Recent advances in filtering in drug discovery are reviewed. Filtering is used in a global broad sense to include exclusionary as well as inclusionary criteria and encompasses the following topics related to the discovery of drugs: (1) computational definitions of drug-likeness; (2) positive filters for drug-like activity; (3) lead-likeness as a concept; (4) oral activity filters; (5) CNS drug filters; (6) intestinal permeability filters; (7) drug metabolism parameter filters; (8) promiscuous compound filters; and (9) agrochemical filters. This review does not cover what could be termed as local parameters such as pharmacophore models, docking and scoring, etc.

1. Drug-likeness

To this author there seems to be much more agreement as to what is drug-like than there is as to what is diverse. Defining what is drug-like and non-drug-like requires some type of reference point. The property distributions of commercially available databases have been examined. The available chemicals directory (ACD) seems to be the most common non-drug-like database. The pesticide manual has been used as an alternate standard for non-drug-likeness because it is composed primarily of compounds designed to cause fatality to the primary organism. The Comprehensive Medicinal Chemistry (CMC), Derwent Word Drug Index (WDI) and Modern Drug Data Report (MDDR) are among the more commonly used drug-like databases [1], [2]. In addition, the 10,000 or so Phase II compounds are used to define drug-like compounds [3]. A compound's drug-like index has been calculated based upon the knowledge derived from known drugs selected from the CMC database [4]. The property distributions in combinatorial compounds compared to drugs or natural products largely reflect combinatorial chemistry synthesis constraints such that there are fewer chiral centers and complex ring systems [5]. The distribution of ring systems across multiple databases has been described [6] and a program was written and tested on the MDDR database [7] to identify candidate chemical ring replacements (bioisosteres). From the study of a database of commercially available drugs it is clear that the diversity of molecular framework (ring) shapes is extremely low. The shapes of half of the drugs in the database are described by the 32 most frequently occurring frameworks [8]. The diversity that side chains provide to drug molecules is quite low since only 20 side chains account for over 70% of the side chains [9]. Defining drug-like by what exists in databases leads to the criticism that most of chemistry space will be undefined and that discovery opportunities in unexplored chemistry space will be limited. A solution is to populate chemistry space with non-drug-like markers akin to the way point in a GPS navigation system [10].

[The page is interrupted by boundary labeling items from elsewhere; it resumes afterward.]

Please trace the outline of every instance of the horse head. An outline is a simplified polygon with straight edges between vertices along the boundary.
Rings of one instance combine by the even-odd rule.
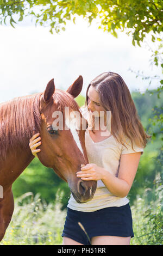
[[[74,99],[80,93],[83,82],[80,76],[66,92],[55,89],[53,79],[48,83],[40,100],[42,143],[37,154],[43,165],[52,168],[59,176],[67,181],[78,203],[91,200],[97,186],[96,181],[84,181],[76,175],[81,164],[89,162],[85,129],[82,129],[84,118]],[[76,114],[78,114],[77,125],[72,121],[70,124]]]

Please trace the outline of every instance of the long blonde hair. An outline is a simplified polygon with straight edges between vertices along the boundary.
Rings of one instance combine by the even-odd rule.
[[[111,111],[111,133],[118,142],[124,145],[126,136],[137,147],[145,148],[148,135],[141,124],[129,90],[121,76],[113,72],[102,73],[89,84],[85,106],[87,106],[88,90],[95,87],[98,93],[100,103],[105,111]],[[93,129],[93,132],[95,132]]]

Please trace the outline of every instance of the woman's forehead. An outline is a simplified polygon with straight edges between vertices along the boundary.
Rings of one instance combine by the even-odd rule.
[[[92,101],[99,102],[98,93],[95,90],[95,87],[91,86],[89,89],[87,95]]]

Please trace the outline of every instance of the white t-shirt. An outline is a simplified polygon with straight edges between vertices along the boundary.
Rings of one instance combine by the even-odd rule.
[[[87,129],[85,143],[89,163],[96,163],[117,177],[121,154],[143,151],[143,148],[139,148],[135,144],[133,145],[135,150],[134,151],[130,141],[128,139],[127,142],[129,143],[129,146],[126,144],[128,149],[119,143],[112,135],[102,141],[94,142]],[[67,207],[76,211],[91,212],[106,207],[121,206],[129,202],[126,197],[121,198],[112,194],[100,180],[97,181],[97,189],[91,201],[78,203],[71,194]]]

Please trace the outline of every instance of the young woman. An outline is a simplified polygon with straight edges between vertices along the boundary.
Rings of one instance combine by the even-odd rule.
[[[86,130],[89,163],[77,175],[83,180],[97,181],[97,187],[92,200],[83,204],[71,195],[62,235],[63,245],[89,244],[78,222],[82,223],[92,245],[129,245],[134,233],[127,196],[151,136],[143,129],[126,84],[116,73],[106,72],[91,81],[86,91],[85,109],[91,113],[103,111],[105,125],[106,111],[110,111],[111,133],[104,136],[101,126],[98,130],[95,129],[95,122],[92,130]],[[30,140],[35,156],[40,151],[36,149],[41,144],[41,138],[36,138],[38,136]]]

Multiple filters (properties) may be incorporated into a definition of drug-likeness and this leads to trade-offs among compound properties in compounds intended for screening [11]. Optimization of compound properties may require some type of multi-parameter optimization scheme in library design [12]. Fingerprint algorithms can be used to guide diversity [13]. Filters also need to be employed in the chemistry synthesis planning process so that good quality compounds are made [14]. Differences in property ranges between oral and injectable drugs have been summarized [15]. Oral drugs are lower in MWT and have fewer H-bond donors, acceptors and rotatable bonds. Property profiles of oral drugs are independent of the year in which the drug was approved to market and to some degree independent of target. Polar surface area (PSA) in one definition is the solvent accessible surface covered by oxygen, nitrogen and the hydrogens attached to oxygen and nitrogen. As a compound progresses through clinical trials there is a steady change in properties, e.g., MWT, Log  P and PSA all decline with a MWT of about 340 found for marketed drugs [16], [17]. The reason for this pattern is unclear since properties related to oral absorption would be expected to have reached a plateau by Phase II and hence selection pressure for properties related to oral absorption should have disappeared by then [18]. Pulmonary drugs tend to have higher PSA because pulmonary permeability is less sensitive to polar hydrogen-bonding functionality [19]. Anatomically this makes sense since lungs are a closed compartment and any accumulating fluid and compounds in terminal alveoli must be cleared. Discrimination between antibacterial and non-antibacterial activity has been achieved based on 3D molecular descriptors. The overall classification rate was around 90% on a data set of 661 compounds using 2–3 variables selected from log  P, charged-weighted negative surface area, positive surface area of heavy atoms and maximum donor delocalizability. Three-dimensional geometry variations had little impact on the discriminatory performance [20].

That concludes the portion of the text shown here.